13 novembro, 2011

DURA CELA

Clarence White | Manhã

«Julgamos que os anjos não são as únicas criaturas racionais e intelectuais que devem ser tidas por felizes. Quem é que, de facto, ousaria negar que os primeiros homens no paraíso tenham sido felizes antes do pecado embora estivessem incertos da duração da sua felicidade ou da sua eternidade?» Santo Agostinho, A Cidade de Deus, vol. II, Livro XI, cap. XII, pag. 1017, Fundação Calouste Gulbenkian

Volto a S. Agostinho, uma das minhas velhas paixões, apesar de se enganar bastante.
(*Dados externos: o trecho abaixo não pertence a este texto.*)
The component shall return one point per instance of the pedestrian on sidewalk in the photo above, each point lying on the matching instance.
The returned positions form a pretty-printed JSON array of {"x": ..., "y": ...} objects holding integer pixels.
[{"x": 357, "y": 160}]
Ou talvez, quem sabe, precisamente por se enganar bastante.
S. Agostinho entende bem melhor a psicologia dos anjos do que a psicologia humana. O que até se entende, sendo os anjos, por definição, criaturas bem mais simples do que os seres humanos. Isso explicará o facto de S. Agostinho não entender que, para um ser humano, a incerteza sobre a duração da felicidade nada tem que ver com a possibilidade de ser feliz. É precisamente o contrário. A certeza sobre o tempo que dura é que é condição necessária para se ser feliz. Saber que depois da manhã vem sempre a tarde, que antecede sempre a noite escura que vem para nos abraçar e na qual depois ficamos presos como numa cela sem janelas.